De Romeinen wilden graag gezien worden en daarom markeerden zij hun graf, zodat iedereen kon zien wie daar lag. Ook hierbinnen is weer veel variatie.

Grafsteen
Een grafsteen was behoorlijk kostbaar. Steen was namelijk een duur materiaal. We zien dan ook voornamelijk grafstenen van soldaten, die goed betaald werden. Grafstenen zijn er met en zonder afbeelding. Soms staat de overledene afgebeeld in zijn functie, bijvoorbeeldvan op de grafsteen van deze soldaat, met het opschrift LUCIUS CASSIUS CLEMENS --- LEG X GEM-- HSE. De naam van de soldaat is Lucius Cassius Clemens, hij was soldaat van het Tiende Legioen met de bijnaam Gemina, dat lang in Nijmegen was gelegerd. Een grafsteen eindigt meestal met de standaardformule HSE, een afkorting voor Hic Situs est, "... is hier begraven".

Grafpijler
Onder de rijke toplaag van de bevolking was er een soort competitie wie de grootste grafsteen bouwde. De grafstenen werden steeds groter en kostbaarder. Dit resulteerde uiteindelijk in stenen graftorens, die wel 15 meter hoog konden worden! In het museum in Keulen staat zo'n pijler opgesteld. Het is opgericht voor ene meneer Poblicius. In Nederland zijn geen hele torens meer over, maar we weten dat ze er gestaan moeten hebben, want uit Maastricht zijn verscheidene fragmenten over.

Tumuli (grafheuvels)
Rijke villabezitters lieten vaak een enorme grafheuvel oprichten met daarin een grafkamer. Zo'n heuvel noemen we een tumulus. De bekendste in Nederland zijn wel de tumuli van Esch, die bijzonder rijke vondsten hebben opgeleverd.

Graven met een kringgreppel
Gewone begravingen bestonden vaak uit een wat eenvoudiger heuvel, met daarom heen een greppel. Soms zijn deze greppels rond, en soms vierkant van vorm. Wat dit verschil in vorm te betekenen heeft, weten we nog steeds niet. De simpelste oplossing zou zijn man/vrouw, maar die klopt niet met de grafvonsten (zwaarden/sieraden). Ook andere mogelijke oplossingen zijn niet bevredigend. Er valt nog veel te onderzoeken!

Grafvondsten

Rijke Romeinse graven staan bekend om hun vondstrijkdom. Deze mensen wilden kennelijk hun status ook na de dood laten zien. Een grafcontext is gunstig voor de conservatie van de voorwerpen. Vaak kan de zuurstof, die de voorwerpen aantast, niet binnendringen. De meegegeven voorwerpen zijn meestal ook heel, dit in tegenstelling tot opgravingen, waar de vondsten toch bijna altijd beschadigd zijn. In het verleden heeft dit veel grafrovers aangetrokken, maar ook nu nog komen er veel gave, kostbare voorwerpen uit graven tevoorschijn, bijv. luxe aardewerk, barnstenen beeldjes of sieraden.
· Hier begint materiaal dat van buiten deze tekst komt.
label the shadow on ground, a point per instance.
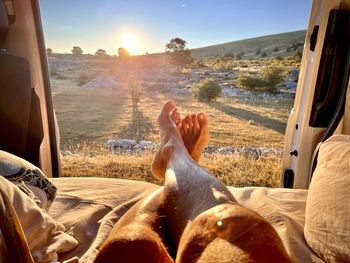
(139, 128)
(247, 115)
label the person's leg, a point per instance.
(189, 190)
(141, 234)
(202, 215)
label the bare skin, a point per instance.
(195, 134)
(194, 215)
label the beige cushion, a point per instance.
(90, 207)
(29, 178)
(327, 221)
(45, 237)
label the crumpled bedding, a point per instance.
(89, 207)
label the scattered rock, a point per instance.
(102, 83)
(146, 145)
(67, 153)
(251, 122)
(226, 150)
(120, 144)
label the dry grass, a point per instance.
(89, 117)
(233, 170)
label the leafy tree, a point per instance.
(49, 51)
(77, 51)
(298, 54)
(263, 55)
(240, 55)
(123, 53)
(101, 53)
(179, 55)
(273, 75)
(207, 90)
(230, 55)
(249, 82)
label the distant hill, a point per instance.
(273, 45)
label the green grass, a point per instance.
(249, 46)
(88, 117)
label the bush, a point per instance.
(77, 51)
(273, 75)
(101, 53)
(49, 51)
(84, 78)
(224, 65)
(207, 90)
(249, 82)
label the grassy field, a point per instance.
(89, 117)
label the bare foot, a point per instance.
(169, 122)
(195, 134)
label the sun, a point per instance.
(130, 43)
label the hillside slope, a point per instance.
(274, 45)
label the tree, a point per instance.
(101, 53)
(207, 90)
(49, 51)
(179, 55)
(123, 53)
(77, 51)
(240, 55)
(272, 75)
(230, 55)
(249, 82)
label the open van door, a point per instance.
(27, 118)
(320, 97)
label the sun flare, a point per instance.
(130, 43)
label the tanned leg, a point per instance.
(195, 134)
(203, 217)
(189, 190)
(17, 250)
(139, 236)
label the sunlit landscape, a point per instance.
(107, 102)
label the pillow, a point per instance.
(327, 218)
(29, 178)
(45, 237)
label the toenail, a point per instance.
(220, 224)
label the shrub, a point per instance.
(207, 90)
(84, 78)
(273, 75)
(240, 55)
(224, 65)
(101, 53)
(249, 82)
(77, 51)
(49, 51)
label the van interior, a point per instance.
(310, 215)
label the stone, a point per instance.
(124, 144)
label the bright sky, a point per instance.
(147, 25)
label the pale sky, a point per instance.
(147, 25)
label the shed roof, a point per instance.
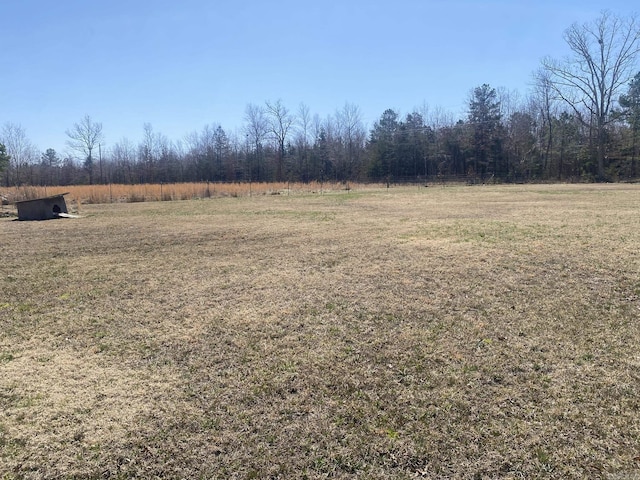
(50, 197)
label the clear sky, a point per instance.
(183, 64)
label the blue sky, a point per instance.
(180, 65)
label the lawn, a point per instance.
(410, 332)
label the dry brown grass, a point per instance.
(462, 332)
(115, 193)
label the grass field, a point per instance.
(457, 332)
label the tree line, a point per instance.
(581, 122)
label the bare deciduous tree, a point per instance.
(21, 151)
(280, 121)
(603, 56)
(84, 136)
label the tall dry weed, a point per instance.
(118, 193)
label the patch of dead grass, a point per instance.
(457, 332)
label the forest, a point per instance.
(579, 122)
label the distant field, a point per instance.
(456, 332)
(117, 193)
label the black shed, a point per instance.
(46, 208)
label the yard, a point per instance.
(410, 332)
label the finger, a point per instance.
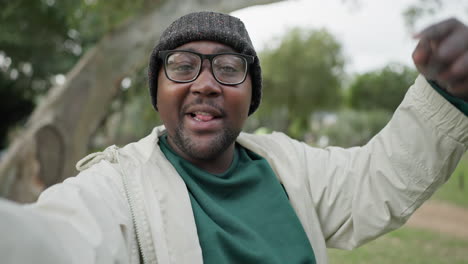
(454, 45)
(459, 89)
(439, 30)
(460, 67)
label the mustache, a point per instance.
(200, 101)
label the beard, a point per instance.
(194, 150)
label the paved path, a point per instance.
(441, 217)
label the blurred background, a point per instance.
(73, 81)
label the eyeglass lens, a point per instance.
(184, 66)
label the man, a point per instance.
(200, 191)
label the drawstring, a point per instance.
(108, 154)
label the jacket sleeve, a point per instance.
(363, 192)
(83, 220)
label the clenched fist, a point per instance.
(442, 56)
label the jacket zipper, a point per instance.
(144, 258)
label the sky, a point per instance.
(372, 33)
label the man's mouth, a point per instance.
(202, 116)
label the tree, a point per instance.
(382, 89)
(301, 75)
(423, 9)
(58, 132)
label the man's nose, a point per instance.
(206, 83)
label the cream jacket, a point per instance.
(132, 200)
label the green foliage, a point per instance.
(303, 74)
(382, 89)
(455, 191)
(406, 245)
(421, 9)
(43, 38)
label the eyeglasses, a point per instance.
(184, 66)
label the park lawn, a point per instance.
(455, 190)
(406, 245)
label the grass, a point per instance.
(406, 245)
(455, 191)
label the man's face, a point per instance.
(203, 118)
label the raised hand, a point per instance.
(442, 56)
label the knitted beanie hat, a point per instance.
(210, 26)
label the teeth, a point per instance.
(202, 113)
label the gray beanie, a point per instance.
(211, 26)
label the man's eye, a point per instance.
(182, 67)
(227, 69)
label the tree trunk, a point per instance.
(57, 133)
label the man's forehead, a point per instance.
(212, 46)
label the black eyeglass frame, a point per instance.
(164, 55)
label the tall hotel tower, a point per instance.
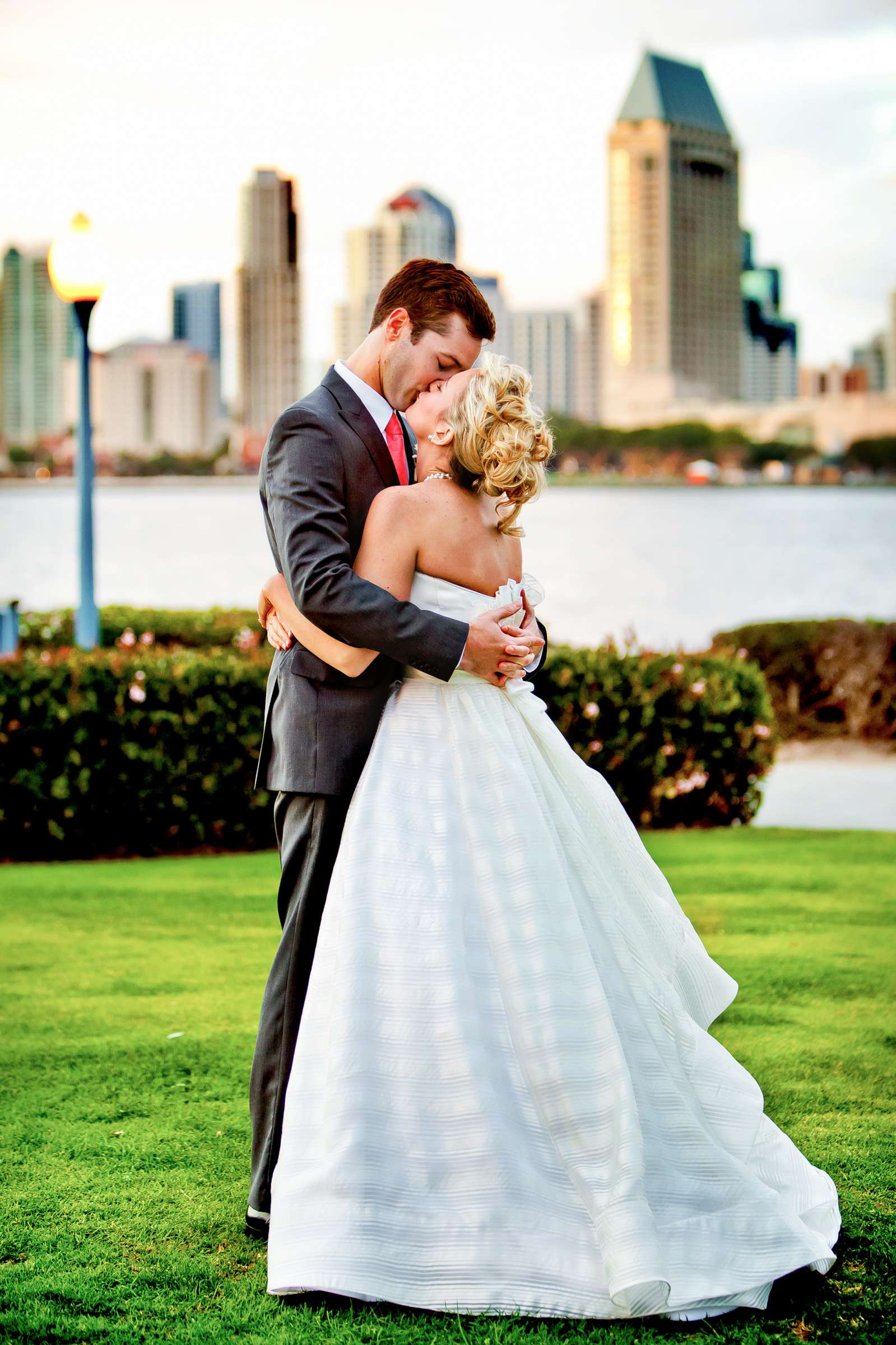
(415, 224)
(35, 335)
(675, 307)
(268, 298)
Begraafplaatsen in Nederland

Nederland kent tal van Romeinse begraafplaatsen. Alleen Nijmegen kent al meer dan 10 grafvelden! Bij elke nederzetting waar mensen woonden gingen die natuurlijk ook dood, dus zijn er ook tal van grafvelden van nederzettingen gevonden. Vaak is zo'n grafveld nog behoorlijk groot, hoewel er helemaal niet zo veel mensen gewoond hebben. Als een grafveld een paar honderd graven kent, hoeven er maar 3 boerderijen gestaan te hebben, waar tweehonderd jaar drie families in geleefd hebben.

Hieronder een aantal beroemde grafvelden uit Nijmegen, die laten zien hoeveel verschil er in de grafvelden zit.

Het grafveld van de Castra
Hier werden de soldaten van het tiende legioen begraven.

Het grafveld van oppidum Batavorum

 


, het grafveld van Ulpia Noviomagus

Nijmegen-Hatert
Het grafveld van een kleine nederzetting onder de rook van Nijmegen, opgegraven in 1980. Een prachtig voorbeeld van een grafveld met kringgreppels.


, en het laat-Romeinse grafveld.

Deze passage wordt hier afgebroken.